We report on a male patient with the proposed diagnosis of the rare but very distinct entity of van Maldergem syndrome.His parents are first cousins. At the age of 4 years the boy presented with severe developmental delay, talipes equinovarus, finger camptodactyly with interphalangeal pterygium, joint laxity, bilateral microtia, and a dysmorphic facies. He showed bilateral epicanthus, telecanthus, short palpebral fissures, broad flat nasal bridge, and dental malocclusion. The combination of the specific facial features with camptodactyly, interphalangeal pterygium, joint laxity and developmental delay led to the diagnosis of van Maldergem syndrome. The medical history was further on significant for pharyngeal instability requiring the placement of a tracheostomy tube, an inguinal hernia, hip subluxation, small kidneys and genital abnormalities (micropenis, bifid scrotum, cryptorchidism).
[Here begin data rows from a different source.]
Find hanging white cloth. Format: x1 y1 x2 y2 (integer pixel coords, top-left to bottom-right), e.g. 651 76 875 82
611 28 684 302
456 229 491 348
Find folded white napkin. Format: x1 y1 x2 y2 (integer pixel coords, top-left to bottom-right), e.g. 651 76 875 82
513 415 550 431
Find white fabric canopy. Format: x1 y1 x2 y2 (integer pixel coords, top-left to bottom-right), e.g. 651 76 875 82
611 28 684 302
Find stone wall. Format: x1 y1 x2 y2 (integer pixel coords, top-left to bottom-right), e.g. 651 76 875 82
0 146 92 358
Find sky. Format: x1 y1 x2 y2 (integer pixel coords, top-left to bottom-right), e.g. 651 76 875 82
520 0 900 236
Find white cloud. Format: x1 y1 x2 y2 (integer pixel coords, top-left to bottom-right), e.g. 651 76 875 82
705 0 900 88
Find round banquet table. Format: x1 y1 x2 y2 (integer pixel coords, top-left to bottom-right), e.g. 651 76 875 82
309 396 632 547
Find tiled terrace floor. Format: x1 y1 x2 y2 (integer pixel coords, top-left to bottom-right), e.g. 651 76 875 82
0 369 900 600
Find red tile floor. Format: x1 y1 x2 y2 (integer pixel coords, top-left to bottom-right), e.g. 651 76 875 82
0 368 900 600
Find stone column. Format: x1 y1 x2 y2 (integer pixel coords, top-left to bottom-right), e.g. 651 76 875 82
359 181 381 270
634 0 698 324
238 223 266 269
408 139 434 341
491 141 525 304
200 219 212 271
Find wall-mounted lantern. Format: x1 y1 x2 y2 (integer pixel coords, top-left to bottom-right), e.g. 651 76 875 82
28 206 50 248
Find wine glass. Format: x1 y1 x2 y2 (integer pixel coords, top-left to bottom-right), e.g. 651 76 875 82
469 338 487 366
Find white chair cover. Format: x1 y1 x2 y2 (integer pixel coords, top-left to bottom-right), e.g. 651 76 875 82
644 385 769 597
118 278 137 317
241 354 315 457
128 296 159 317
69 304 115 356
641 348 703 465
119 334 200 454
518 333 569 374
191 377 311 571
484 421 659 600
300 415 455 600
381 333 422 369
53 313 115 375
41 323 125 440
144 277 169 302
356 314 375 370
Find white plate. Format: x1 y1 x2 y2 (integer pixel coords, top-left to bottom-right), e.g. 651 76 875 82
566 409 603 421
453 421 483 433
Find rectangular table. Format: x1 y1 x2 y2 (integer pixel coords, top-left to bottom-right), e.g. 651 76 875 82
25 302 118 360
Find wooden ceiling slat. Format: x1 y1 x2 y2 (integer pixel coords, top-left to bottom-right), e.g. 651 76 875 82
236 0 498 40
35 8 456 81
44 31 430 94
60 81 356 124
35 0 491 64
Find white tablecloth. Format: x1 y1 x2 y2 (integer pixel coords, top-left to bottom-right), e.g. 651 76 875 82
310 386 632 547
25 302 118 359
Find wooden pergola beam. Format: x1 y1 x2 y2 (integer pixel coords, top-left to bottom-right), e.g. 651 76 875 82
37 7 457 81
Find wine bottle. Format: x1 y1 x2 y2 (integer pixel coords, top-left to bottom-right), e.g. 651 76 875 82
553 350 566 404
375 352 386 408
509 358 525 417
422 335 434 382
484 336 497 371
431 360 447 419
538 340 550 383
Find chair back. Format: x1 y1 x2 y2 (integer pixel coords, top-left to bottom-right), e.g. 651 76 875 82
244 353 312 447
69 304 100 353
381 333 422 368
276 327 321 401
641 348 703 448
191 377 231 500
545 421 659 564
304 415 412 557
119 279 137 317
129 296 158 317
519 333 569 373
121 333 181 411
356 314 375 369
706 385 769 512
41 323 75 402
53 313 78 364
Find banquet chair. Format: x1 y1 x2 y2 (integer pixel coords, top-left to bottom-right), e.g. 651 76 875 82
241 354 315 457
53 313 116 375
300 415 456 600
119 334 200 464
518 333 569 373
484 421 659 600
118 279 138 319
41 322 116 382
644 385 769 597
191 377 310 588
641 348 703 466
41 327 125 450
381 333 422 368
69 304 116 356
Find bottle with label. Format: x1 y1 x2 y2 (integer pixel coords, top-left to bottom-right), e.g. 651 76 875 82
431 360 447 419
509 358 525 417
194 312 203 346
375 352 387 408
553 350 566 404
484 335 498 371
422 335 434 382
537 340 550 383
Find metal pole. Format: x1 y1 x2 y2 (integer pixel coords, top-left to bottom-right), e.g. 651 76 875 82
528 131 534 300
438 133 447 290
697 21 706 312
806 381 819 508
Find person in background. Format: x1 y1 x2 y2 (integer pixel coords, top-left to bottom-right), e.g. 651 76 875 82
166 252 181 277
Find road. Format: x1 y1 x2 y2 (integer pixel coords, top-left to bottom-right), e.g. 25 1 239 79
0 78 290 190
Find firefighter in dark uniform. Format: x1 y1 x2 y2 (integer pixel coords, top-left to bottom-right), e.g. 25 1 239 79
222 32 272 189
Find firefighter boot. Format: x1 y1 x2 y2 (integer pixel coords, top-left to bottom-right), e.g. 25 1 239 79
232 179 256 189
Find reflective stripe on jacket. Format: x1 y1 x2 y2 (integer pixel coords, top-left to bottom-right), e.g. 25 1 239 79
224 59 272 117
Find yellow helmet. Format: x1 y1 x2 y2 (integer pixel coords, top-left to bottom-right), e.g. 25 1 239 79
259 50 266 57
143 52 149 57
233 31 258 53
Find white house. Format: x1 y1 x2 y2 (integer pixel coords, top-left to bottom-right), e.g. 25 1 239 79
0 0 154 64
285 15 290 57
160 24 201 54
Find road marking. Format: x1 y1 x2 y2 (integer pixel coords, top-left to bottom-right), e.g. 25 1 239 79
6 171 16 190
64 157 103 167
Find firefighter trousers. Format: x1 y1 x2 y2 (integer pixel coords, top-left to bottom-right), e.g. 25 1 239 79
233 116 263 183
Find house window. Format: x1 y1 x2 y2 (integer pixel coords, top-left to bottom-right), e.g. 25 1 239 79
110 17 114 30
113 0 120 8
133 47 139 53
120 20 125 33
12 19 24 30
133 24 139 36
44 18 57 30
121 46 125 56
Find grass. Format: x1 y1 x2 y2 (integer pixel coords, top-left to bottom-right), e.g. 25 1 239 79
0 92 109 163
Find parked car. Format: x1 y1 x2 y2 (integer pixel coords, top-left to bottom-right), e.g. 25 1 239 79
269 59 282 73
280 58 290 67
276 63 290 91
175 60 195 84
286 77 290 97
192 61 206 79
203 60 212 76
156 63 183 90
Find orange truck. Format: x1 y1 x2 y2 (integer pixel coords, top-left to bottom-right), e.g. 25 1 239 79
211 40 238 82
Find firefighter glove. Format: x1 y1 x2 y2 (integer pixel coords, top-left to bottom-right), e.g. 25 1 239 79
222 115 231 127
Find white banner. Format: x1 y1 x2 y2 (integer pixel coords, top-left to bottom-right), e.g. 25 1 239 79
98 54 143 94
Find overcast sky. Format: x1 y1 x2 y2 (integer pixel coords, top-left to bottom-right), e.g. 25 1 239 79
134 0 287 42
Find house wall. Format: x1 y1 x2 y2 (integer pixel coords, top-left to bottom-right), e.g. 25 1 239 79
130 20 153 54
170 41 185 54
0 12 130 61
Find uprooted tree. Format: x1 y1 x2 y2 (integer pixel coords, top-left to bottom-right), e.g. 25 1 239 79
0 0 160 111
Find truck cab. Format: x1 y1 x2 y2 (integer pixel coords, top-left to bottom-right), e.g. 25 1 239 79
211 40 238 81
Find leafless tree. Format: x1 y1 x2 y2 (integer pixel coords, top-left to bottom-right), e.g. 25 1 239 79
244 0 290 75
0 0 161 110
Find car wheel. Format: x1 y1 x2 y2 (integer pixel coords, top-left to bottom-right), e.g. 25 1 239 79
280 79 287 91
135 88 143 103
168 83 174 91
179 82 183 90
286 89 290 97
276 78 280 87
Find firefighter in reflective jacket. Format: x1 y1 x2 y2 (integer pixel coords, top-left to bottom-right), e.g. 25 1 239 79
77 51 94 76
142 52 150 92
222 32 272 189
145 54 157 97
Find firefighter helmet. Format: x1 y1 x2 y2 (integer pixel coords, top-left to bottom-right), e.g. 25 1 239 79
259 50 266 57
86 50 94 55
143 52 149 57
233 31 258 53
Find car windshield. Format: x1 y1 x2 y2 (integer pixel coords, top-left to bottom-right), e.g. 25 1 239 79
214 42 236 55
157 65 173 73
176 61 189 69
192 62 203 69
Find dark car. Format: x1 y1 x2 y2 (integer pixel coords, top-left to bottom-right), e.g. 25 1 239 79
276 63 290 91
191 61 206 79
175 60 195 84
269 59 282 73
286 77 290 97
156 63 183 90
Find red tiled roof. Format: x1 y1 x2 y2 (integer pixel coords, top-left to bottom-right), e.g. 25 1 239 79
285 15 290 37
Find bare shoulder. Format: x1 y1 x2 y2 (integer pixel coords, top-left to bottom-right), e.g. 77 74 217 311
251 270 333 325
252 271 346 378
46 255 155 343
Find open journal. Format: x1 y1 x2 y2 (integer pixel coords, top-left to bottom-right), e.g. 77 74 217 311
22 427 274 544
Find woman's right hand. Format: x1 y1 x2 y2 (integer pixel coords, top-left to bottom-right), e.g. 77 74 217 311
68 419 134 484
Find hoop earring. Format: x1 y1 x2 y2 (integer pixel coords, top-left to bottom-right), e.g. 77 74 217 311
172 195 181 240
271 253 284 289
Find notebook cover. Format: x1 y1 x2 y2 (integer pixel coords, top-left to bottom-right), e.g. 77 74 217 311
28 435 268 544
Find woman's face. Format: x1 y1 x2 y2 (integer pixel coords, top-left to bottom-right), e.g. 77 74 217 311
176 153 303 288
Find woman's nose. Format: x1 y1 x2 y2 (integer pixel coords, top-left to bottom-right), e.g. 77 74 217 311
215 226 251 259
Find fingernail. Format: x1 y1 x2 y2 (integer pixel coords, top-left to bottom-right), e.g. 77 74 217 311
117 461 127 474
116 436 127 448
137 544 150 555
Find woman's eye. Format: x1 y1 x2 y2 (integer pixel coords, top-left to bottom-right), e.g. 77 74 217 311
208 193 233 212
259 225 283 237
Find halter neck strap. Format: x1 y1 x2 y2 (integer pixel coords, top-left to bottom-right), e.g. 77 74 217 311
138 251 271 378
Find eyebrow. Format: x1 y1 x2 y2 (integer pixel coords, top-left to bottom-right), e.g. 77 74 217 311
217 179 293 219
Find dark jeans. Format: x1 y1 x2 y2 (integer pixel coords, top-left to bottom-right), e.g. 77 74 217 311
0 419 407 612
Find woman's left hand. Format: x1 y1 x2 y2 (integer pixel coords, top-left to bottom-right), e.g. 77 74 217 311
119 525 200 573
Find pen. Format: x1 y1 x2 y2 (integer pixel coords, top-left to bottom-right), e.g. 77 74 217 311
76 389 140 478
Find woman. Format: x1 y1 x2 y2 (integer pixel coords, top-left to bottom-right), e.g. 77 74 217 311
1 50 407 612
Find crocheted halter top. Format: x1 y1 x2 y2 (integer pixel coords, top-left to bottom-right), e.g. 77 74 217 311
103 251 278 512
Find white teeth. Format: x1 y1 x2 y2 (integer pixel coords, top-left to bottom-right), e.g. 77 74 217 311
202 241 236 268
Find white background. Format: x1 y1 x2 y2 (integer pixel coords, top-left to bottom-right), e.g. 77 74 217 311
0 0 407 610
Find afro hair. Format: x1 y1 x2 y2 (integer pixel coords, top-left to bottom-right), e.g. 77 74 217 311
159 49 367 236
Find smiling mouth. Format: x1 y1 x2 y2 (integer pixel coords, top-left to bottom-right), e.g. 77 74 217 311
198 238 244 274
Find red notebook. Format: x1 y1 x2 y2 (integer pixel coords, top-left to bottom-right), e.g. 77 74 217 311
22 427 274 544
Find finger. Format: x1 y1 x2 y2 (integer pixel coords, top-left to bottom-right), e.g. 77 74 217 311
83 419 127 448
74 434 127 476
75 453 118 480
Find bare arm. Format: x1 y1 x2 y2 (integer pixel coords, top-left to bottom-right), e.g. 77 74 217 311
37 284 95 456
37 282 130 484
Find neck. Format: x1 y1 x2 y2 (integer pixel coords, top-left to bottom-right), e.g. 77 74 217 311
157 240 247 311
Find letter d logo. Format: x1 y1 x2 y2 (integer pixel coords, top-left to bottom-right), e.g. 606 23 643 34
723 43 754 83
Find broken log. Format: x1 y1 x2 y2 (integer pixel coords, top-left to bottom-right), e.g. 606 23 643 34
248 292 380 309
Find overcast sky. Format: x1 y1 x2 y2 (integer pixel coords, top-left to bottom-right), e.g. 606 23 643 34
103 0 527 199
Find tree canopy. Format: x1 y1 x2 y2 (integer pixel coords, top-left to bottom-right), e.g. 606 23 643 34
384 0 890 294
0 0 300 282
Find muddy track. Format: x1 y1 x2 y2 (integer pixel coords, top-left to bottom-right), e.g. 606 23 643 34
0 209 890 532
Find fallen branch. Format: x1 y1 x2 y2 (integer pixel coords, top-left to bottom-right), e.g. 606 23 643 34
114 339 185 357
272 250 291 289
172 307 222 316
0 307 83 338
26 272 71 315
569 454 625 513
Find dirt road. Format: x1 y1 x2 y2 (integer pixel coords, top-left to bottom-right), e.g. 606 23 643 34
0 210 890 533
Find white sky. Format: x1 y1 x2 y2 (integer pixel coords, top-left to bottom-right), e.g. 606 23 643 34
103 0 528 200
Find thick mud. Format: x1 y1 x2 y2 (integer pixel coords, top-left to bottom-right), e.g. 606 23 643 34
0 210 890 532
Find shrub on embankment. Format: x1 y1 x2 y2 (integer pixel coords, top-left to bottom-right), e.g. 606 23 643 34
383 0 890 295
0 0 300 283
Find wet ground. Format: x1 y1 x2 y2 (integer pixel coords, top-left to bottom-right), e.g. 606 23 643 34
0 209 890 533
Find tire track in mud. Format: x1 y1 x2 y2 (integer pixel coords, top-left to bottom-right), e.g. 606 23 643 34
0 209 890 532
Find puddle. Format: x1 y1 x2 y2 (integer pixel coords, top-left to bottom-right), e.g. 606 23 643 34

Due to severe feeding difficulties permanent tube feeding was required. Metabolic tests (newborn metabolic screening, 7-dehydrocholesterol, amino acids, organic acids in urine) and chromosomal analysis (450–500 bands; 46,XY) were normal. Molecular karyotyping revealed two parental CNVs (paternal deletion of 9q33.1; maternal duplication of 11p15.1), which are unlikely to contribute to the patient's phenotype.Taken together, the report on a further patient with van Maldergem syndrome expands the clinical spectrum of the condition by adding genital malformations, hernia, pharyngeal instability, and subluxation of the hip.

► Clinical delineation and characterization of van Maldergem syndrome.
► Malformations include pharyngeal dysfunction and genital malformations.
► Evidence for autosomal recessive inheritance.